When I was sure I had lost her, the elevator hit bottom, the door opened, and the two of us tumbled out. We hit the floor of the lobby, somehow touching each other. I landed hard, she landed beside me, nearly beneath me, then she popped up and ran to me. We rolled on each other, all paws and hands. I grabbed her. She had a bit of blood on her neck where the clasp from the collar had dug in.

She jumped away from me and ran all over the lobby. When she noticed that I was crying, she came over and licked at my face, which is what she usually does if I’m crying, even if she’s the one who made me cry by being annoying or not peeing within a reasonable time frame at 11:00 pm on a freezing cold night.

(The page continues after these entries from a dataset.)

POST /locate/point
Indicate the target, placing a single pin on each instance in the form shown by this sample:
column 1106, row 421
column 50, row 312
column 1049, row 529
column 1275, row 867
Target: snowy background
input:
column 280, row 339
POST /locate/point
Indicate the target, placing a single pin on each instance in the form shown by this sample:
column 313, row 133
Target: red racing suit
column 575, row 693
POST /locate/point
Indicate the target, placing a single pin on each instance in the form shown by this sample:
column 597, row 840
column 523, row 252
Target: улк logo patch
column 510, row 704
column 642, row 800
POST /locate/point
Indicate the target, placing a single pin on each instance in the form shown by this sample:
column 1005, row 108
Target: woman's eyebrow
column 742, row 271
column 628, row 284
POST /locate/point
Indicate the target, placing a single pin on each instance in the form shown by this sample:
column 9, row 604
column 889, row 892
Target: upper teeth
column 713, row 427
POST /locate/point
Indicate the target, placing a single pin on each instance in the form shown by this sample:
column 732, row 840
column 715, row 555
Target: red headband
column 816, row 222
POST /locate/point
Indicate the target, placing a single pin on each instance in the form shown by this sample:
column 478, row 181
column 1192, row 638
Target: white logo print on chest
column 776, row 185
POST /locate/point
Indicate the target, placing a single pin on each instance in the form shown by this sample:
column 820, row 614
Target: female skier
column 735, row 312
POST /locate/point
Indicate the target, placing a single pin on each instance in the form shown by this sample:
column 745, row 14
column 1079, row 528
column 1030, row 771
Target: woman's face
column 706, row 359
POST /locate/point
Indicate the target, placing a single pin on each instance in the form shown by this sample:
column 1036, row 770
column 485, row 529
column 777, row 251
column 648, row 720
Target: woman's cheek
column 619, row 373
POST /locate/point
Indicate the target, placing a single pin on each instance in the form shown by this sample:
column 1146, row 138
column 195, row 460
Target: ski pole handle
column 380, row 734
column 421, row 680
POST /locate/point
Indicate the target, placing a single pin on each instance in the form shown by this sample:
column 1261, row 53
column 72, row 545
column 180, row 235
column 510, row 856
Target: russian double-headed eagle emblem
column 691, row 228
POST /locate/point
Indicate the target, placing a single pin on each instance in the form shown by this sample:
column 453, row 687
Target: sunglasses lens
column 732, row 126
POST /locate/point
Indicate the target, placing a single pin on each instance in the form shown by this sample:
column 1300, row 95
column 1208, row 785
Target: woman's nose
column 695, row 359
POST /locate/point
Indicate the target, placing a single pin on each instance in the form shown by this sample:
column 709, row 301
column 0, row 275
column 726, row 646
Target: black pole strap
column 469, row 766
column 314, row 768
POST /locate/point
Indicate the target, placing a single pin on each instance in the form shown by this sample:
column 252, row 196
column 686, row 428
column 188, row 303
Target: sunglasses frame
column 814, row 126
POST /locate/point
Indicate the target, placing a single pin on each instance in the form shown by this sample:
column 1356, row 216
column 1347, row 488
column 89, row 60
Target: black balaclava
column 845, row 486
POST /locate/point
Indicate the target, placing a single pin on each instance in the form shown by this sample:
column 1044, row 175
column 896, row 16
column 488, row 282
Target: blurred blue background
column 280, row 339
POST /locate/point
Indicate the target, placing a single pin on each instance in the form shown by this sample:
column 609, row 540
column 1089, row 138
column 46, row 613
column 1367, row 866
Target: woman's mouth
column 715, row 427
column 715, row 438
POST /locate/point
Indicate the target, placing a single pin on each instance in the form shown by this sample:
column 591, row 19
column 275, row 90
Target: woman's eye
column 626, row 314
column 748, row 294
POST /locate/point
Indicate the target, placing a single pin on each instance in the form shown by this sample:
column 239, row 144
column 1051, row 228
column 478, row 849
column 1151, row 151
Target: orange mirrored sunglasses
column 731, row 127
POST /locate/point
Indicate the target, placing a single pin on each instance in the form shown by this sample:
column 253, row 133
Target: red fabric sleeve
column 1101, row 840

After a moment, I ran her outside, thinking she needed fresh air. My neighbor was on the garden wall. I tried to tell my neighbor what happened while Gracie crawled up on my shoulder, her parrot spot, her safe zone. She’s entirely too tall to fit up there, so it looks ridiculous. I could feel Grace’s heart racing against my neck as I rocked and kissed her through her little sweater (she hates sweaters).

I tried to move her to my lap so I could get a look at her, but she refused to come down off my shoulder, wriggling up higher whenever I tried to lower her. My neighbor was petting her, checking her legs and body for lumps and breaks.
– Gracie’s fine. She’s not hurt.

It began to seem that my neighbor might be right. I couldn’t see Grace’s face, but I could feel her, and she was alive. She was clinging to me for comfort, not knowing I’d been the problem. The leash was too high, too thick; I was too short, too weak. I was sore the next day, but she probably was, too. She was not crying anymore the next day, but I was.